Le prix à payer pour cette incapacité, de la part de l’administration, à offrir aux administrés une expérience de qualité exceptionnelle, c’est l’effondrement de la confiance. Mieux nous sommes servis par les startups et les entreprises numériques, moins nous comprenons l’incapacité de l’État à se hisser au même niveau s’agissant de la capacité à innover et à servir ses usagers.

C’est pourquoi, dans cette période de pandémie, il est d’autant plus important d’écouter tous ceux qui ont fait l’expérience de ces deux univers : celui des startups mais aussi celui des organisations traditionnelles. C’est le cas de Bénédicte Tilloy, auteure du livre La Team. Le jour où j’ai quitté mon Comex pour une startup, que Laetitia a interviewée la semaine dernière.

Je vous encourage à écouter leur échange, qui vous aidera à saisir les différences mais aussi les similitudes entre deux univers pas si éloignés l’un de l’autre – et, qui sait, vous donnera les clefs pour passer à l’action dans une période où il est temps de régler les problèmes auxquels nous sommes confrontés. Bonne écoute !

Bénédicte Tilloy, ex-dirigeante à la SNCF (elle a été DRH de SNCF Réseaux et patronne du Transilien), a décidé, un beau jour, de lâcher son Comex pour travailler dans une startup. Elle en a tiré un livre savoureux, La Team. Le jour où j’ai quitté mon Comex pour une startup, paru chez Dunod en février 2021.

Et si on arrêtait d’opposer de manière binaire le monde des startups et celui des grands groupes ? En réalité, ils ont tant à apprendre l’un de l’autre. Bénédicte est bien placée pour créer des ponts entre les deux.

Quitter le Comex d’une grande entreprise comme la SNCF pour une startup, ce n’est pas courant. En France, le parcours de Bénédicte Tilloy est franchement unique. Au cours d’une carrière que l’on peut qualifier de “brillante” au sein de l’une des entreprises françaises les plus emblématiques, elle a forgé une expertise en matière de dialogue social et approfondi des réflexions de terrain sur la transformation d’un groupe, l’intelligence collective, la transition numérique et les limites du management vertical hérité du paradigme de l’industrie fordiste.

Quand elle a quitté la SNCF, elle a rejoint une jeune startup de la nouvelle économie où elle est restée deux ans. De ce choc des cultures et des générations est né un blog, puis le livre La Team, illustré de ces propres aquarelles. Récit cocasse et profond d’une “sage” qui connaît les deux mondes et sait se moquer d’elle-même. Organisé sous la forme d’une série à “saisons” avec des épisodes qui sont autant d’occasions de distiller des réflexions sur le management en startup et en grand groupe, la culture d’entreprise, ou encore le dialogue social…

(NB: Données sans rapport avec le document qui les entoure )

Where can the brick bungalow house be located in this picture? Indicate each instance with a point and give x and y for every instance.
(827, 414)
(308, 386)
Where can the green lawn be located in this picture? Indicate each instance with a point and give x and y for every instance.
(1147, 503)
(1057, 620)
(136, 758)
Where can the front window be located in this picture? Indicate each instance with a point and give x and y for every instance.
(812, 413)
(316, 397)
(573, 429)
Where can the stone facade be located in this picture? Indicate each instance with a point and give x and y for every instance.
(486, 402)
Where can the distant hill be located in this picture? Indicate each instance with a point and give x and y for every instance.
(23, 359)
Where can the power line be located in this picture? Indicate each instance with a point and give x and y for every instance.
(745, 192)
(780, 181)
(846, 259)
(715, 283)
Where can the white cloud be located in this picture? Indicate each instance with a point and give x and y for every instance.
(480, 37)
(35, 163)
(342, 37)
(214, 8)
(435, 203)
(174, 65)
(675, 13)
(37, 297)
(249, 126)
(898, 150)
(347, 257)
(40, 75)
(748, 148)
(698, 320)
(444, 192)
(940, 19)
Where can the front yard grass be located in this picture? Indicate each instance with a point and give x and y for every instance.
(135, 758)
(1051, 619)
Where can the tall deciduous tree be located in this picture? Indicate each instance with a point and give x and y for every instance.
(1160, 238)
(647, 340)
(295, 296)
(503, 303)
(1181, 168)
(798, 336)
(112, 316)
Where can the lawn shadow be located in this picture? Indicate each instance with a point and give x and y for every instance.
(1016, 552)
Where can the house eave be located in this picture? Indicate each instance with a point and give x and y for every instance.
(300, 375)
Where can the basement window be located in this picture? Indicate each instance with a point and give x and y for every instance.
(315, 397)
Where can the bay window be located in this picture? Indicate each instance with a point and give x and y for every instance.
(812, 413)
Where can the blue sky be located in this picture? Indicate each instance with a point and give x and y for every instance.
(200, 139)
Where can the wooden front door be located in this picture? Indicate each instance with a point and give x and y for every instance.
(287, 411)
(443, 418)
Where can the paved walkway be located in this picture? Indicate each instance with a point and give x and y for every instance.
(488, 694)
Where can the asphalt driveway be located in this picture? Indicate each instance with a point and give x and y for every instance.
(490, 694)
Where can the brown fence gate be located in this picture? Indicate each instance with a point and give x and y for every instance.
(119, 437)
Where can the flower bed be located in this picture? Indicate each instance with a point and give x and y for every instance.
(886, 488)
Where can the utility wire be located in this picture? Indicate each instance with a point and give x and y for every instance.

Après 27 ans dans un grand groupe public à la culture très verticale, tout en haut de la pyramide, sur des jobs que l’on qualifiera d’exigeants, j’ai ressenti le besoin de passer à autre chose, de “rebooter” ma vie professionnelle, en quelque sorte. La vie des entrepreneurs me fascinait depuis longtemps, et je me disais souvent, que si j’avais 30 ou 20 ans de moins, j’aurais tenté l’aventure. À force de lire et d’entendre raconter la légende des startuppers et eu la chance de rencontrer ceux d’entre eux qui avaient particulièrement bien réussi, je m’étais fait un petit film dans ma tête. Certes, cela tenait beaucoup du fantasme, mais cela me permettrait de penser à autre chose pendant certaines trop longues réunions ou de calmer ma frustration de ne pas voir certains projets avancer au rythme où je l’aurais voulu : j’étais d’autant plus hardie dans mes élucubrations que j’étais loin de penser que l’occasion me serait donnée de me confronter à mes idées folles.

On a tort d’opposer les deux mondes de manière aussi simpliste qu’on a tendance à le faire. Sur le sujet du dialogue social, par exemple, les leçons que tirent Bénédicte sont nuancées. “Le dialogue social n’est pas un truc ringard”“Que l’entreprise soit grande ou petite, horizontale ou verticale, elle ne peut échapper aux moments de vérité auxquels les salariés choisissent de l’exposer.” Les startups en tirent aujourd’hui les conséquences avec le mouvement #BalanceTaStartup.

On voudrait que les grandes entreprises et les startups s’opposent en tout. On s’attendrait à ce que les premières aient le monopole des crises de sens et les secondes celui du bonheur au travail. La vérité, c’est que coexistent de part et
d’autre toutes les nuances. Il n’y a ni gentille petite startup, ni méchant grand groupe.

Dans cette interview, Bénédicte revient sur son parcours et ses expériences multiples, l’écriture de son livre et l’utilisation des aquarelles dans son travail, les ressources humaines, le management en startup et grand groupe, le sujet du dialogue social et aussi ses projets actuels.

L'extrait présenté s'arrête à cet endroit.